The Argus’ editor Mike Gibson said: “Though I only knew Keith for a short time, it didn’t take long to understand he was a fine man, a first-class journalist and a wonderful servant to The Argus. I know he will be sorely missed by his colleagues.” (“Journalist who spent 51 years with daily dies weeks after retirement,”  Hold the Front Page, Oct. 29, 2015)

He is survived by his father Eric and two sisters Heather and Linzi, and their families.

Richard N. Gage, 92 

AMERICAN JOURNALIST and broadcaster Richard “Dick” Gage died Tuesday, October 27. He was 92.

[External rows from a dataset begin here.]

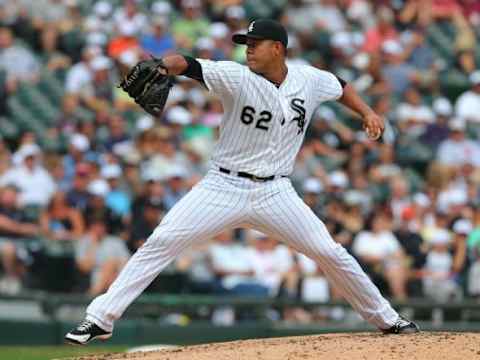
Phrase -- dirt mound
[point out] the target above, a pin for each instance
(371, 346)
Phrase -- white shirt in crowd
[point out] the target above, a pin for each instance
(459, 152)
(270, 266)
(468, 106)
(36, 187)
(232, 257)
(383, 244)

Gage was public affairs director the WHBF-TV where he worked for 21 years. He covered news and public affairs and moderated the public forum program “At Issue.” Gage retired when the TV station was bought out in 1987. Prior to his long career in broadcast, Gage worked for the Rock Island Argus for 17 years.

Veteran broadcaster Don Wooten said: “He really knew the ins and outs of local government, and that was his forte.” (“Longtime Q-C journalist, broadcaster leaves legacy,”  Quad-City Times, Oct. 28, 2015) “When I left we were still leading the ratings. Dick carried that tradition of good journalism that began at the Argus over to WHBF,” he added.

He is survived by his son, three daughters, and their families.